大地之子卻以為是急著讓自己介紹她,趕忙對著面前的一言不發連表情都沒變過,似乎只是在想自己的事的女孩說道,“這位大人是降自輝光的司辰光陰鑄爐大人,雖然現在以司辰來說還很年輕,因而常在燧石大人那裡做幫工,但凡是日輪的轉動都要經她的手。”見光陰鑄爐仍舊毫無反應,打圓場道,“雖然她看上去有些冷淡,但對我們來說已經算是友善了。”
“嗯嗯,蛇的女兒,恭喜你。”光陰鑄爐的火焰忽明忽暗,她顯然沒有認真的聽大地之子的話,只是敷衍了兩句便以自己事務繁忙為理由而離去了。蛇的女兒並無難堪,甚至松了口氣,至少她是不打算追究果子丟了幾個的事了,隨口問大地之子道,“她怎麽看上去魂不守舍,你方才同她說了什麽?”

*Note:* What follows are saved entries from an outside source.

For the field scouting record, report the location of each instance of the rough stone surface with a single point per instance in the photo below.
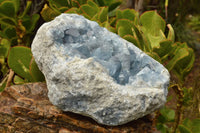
(27, 109)
(94, 72)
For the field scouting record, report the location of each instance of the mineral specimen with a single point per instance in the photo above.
(94, 72)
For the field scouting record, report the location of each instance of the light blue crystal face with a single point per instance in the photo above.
(118, 58)
(94, 72)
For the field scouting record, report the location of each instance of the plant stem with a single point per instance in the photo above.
(10, 77)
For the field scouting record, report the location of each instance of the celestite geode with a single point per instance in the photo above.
(94, 72)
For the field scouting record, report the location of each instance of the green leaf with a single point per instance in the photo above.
(10, 32)
(154, 56)
(184, 129)
(195, 125)
(29, 22)
(124, 27)
(129, 14)
(72, 10)
(165, 49)
(19, 59)
(152, 22)
(168, 114)
(48, 14)
(89, 10)
(4, 48)
(7, 8)
(131, 39)
(114, 5)
(155, 40)
(35, 72)
(8, 21)
(17, 5)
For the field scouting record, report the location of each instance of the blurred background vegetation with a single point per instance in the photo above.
(169, 32)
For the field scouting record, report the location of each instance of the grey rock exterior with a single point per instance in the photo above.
(94, 72)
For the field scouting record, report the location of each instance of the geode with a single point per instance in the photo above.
(94, 72)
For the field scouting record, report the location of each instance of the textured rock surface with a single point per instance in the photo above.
(94, 72)
(27, 109)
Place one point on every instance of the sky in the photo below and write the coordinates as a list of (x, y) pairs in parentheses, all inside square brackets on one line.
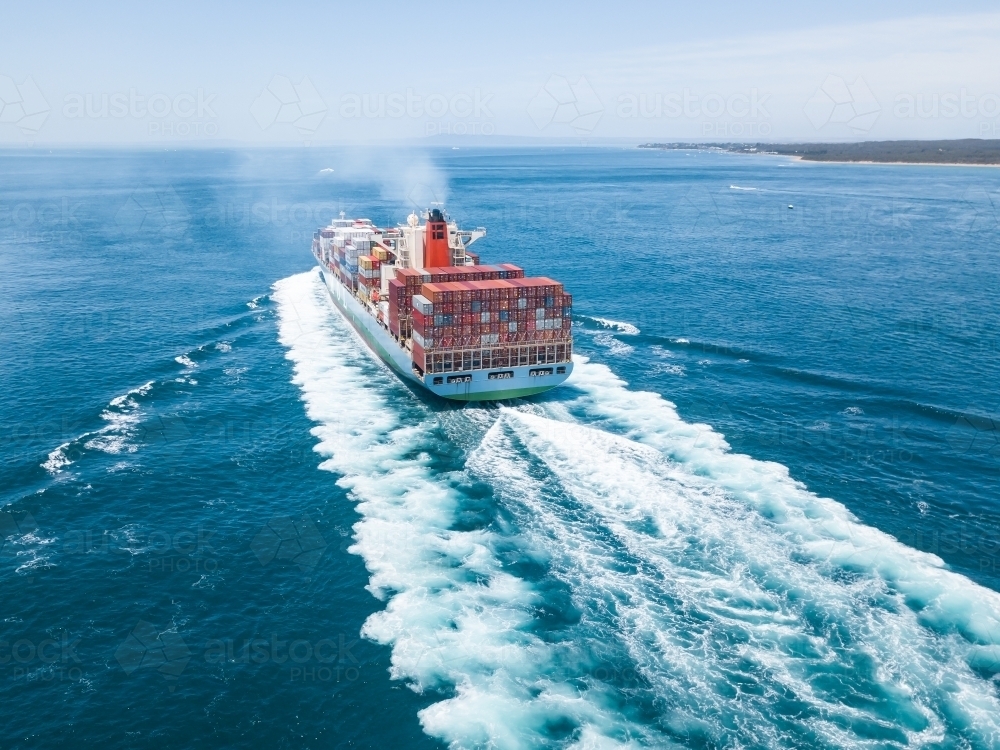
[(195, 74)]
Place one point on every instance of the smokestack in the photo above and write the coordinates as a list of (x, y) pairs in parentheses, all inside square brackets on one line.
[(436, 250)]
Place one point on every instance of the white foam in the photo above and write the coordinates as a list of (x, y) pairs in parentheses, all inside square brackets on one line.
[(613, 345), (57, 460), (454, 616), (722, 584)]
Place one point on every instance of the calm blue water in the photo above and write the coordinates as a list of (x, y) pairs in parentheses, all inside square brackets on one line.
[(764, 512)]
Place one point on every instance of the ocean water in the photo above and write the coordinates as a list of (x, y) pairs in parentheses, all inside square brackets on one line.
[(763, 513)]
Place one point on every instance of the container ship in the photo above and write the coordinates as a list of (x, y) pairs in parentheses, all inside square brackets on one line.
[(425, 305)]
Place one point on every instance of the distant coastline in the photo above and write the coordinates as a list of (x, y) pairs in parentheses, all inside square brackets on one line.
[(964, 152)]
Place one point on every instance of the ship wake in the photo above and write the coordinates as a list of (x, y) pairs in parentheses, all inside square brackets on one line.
[(595, 572)]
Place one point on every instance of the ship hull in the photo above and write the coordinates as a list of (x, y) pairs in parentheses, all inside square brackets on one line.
[(479, 387)]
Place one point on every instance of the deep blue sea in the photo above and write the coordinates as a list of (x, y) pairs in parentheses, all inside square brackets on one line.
[(763, 513)]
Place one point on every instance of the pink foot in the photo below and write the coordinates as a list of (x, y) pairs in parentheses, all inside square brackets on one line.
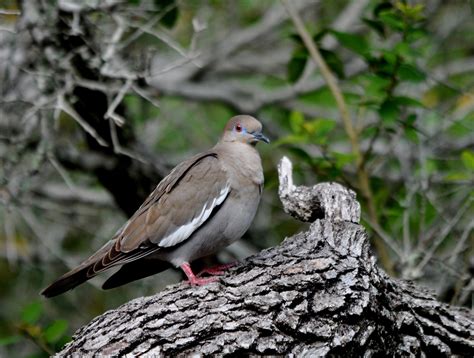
[(193, 280), (217, 270)]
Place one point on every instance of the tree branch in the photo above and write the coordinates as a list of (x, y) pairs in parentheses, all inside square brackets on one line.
[(319, 293), (364, 183)]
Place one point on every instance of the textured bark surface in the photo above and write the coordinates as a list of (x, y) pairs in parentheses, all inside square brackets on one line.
[(319, 293)]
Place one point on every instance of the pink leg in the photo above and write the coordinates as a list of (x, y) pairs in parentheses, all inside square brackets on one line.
[(193, 280), (217, 270)]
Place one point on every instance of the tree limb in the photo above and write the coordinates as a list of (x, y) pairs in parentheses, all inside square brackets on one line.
[(320, 293)]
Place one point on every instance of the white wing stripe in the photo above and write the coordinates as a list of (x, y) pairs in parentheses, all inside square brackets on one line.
[(185, 231)]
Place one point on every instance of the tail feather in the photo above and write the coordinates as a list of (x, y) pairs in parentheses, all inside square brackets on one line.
[(135, 270), (67, 282)]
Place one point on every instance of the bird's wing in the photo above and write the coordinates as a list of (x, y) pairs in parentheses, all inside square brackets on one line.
[(180, 204)]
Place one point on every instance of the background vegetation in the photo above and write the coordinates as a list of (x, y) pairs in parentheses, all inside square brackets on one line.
[(100, 99)]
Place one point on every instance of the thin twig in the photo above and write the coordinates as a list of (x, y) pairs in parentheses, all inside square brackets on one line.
[(64, 106), (363, 178)]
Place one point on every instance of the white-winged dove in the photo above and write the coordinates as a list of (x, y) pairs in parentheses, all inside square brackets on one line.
[(203, 205)]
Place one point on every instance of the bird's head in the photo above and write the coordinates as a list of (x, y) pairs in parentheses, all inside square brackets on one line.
[(244, 129)]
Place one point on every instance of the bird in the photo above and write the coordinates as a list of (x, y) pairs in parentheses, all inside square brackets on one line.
[(203, 205)]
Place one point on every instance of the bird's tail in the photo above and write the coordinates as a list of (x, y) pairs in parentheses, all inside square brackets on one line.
[(67, 281), (79, 275)]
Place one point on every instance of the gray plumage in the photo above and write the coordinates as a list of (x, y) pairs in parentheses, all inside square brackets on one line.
[(203, 205)]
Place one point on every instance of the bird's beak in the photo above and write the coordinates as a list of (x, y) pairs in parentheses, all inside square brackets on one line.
[(259, 136)]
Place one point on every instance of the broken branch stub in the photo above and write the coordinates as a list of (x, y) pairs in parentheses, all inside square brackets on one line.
[(330, 201)]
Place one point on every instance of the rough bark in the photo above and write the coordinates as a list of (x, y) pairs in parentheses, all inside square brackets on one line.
[(319, 293)]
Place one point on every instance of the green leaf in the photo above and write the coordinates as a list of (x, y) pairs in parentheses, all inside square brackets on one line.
[(407, 101), (412, 134), (411, 73), (467, 158), (4, 341), (296, 122), (172, 12), (353, 42), (392, 20), (389, 111), (32, 312), (55, 330), (375, 25), (334, 62), (319, 129), (291, 139), (341, 159), (297, 64)]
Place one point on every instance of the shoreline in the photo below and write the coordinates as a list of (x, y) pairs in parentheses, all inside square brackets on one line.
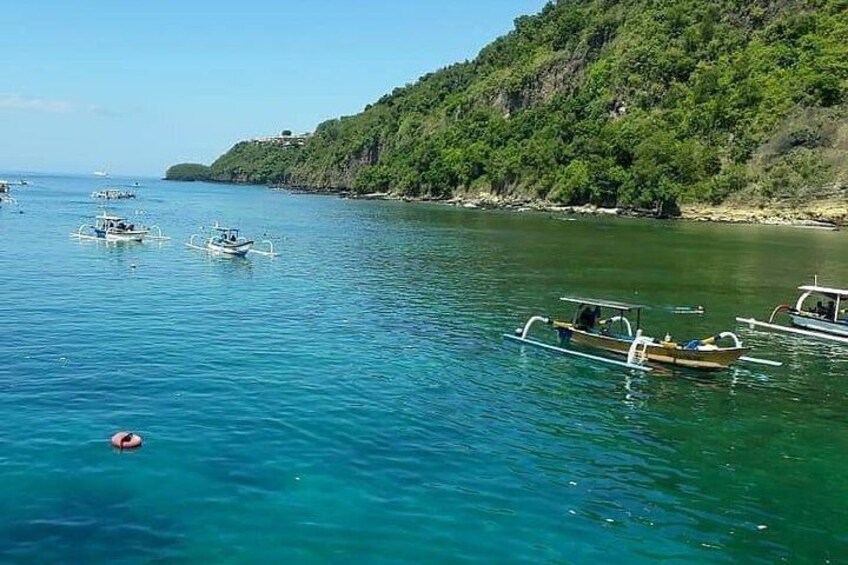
[(825, 215)]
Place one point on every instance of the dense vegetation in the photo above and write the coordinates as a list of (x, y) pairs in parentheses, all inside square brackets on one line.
[(646, 103), (188, 172)]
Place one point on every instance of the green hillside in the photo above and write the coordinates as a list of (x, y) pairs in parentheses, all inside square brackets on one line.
[(645, 103)]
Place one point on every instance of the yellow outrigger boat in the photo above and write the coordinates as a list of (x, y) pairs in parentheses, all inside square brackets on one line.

“只是談了談關於阿扎格的事。”大地之子貌似並沒有看出光陰鑄爐的異常,隻覺得她是在想工作上的事,蛇的女兒感覺有些奇怪,
但思前想後也沒什麽不妥,恐怕是自己想多了,說出來還徒增煩惱,於是也就點了點頭,算了下時間,對著大地之子笑著說,“好啦,時間差不多了,我們也該回去我們的世界了。” 說著這樣的話,蛇的女兒伸手蒙住了大地之子的雙眼,再放開時,他已經回到了入睡前的洞窟,突如其來的昏暗使他覺得悵然若失,呆愣了一會兒,見到蛇的女兒笑著拿雙手支起下巴,自頭頂居高臨下的看著自己,抬眼與她四目相對,便在她眼中看到了自己的身體,與在自己從前於林地中生活時一樣身無長物,之前從未有過的避諱感使他臉色漲紅。
蛇的女兒笑著看這個被自己預定了的可愛男人結結巴巴的請求自己轉過身去,他好穿上衣物,但他的衣物早已因為阿扎格的撕裂而難以蔽體,況且它們本身就輕薄的過分,對於過去的大地之子來說,它們不過是贅余之物,自己的皮膚就是最堅韌的防禦,但現在他終於明白了這些布料的作用。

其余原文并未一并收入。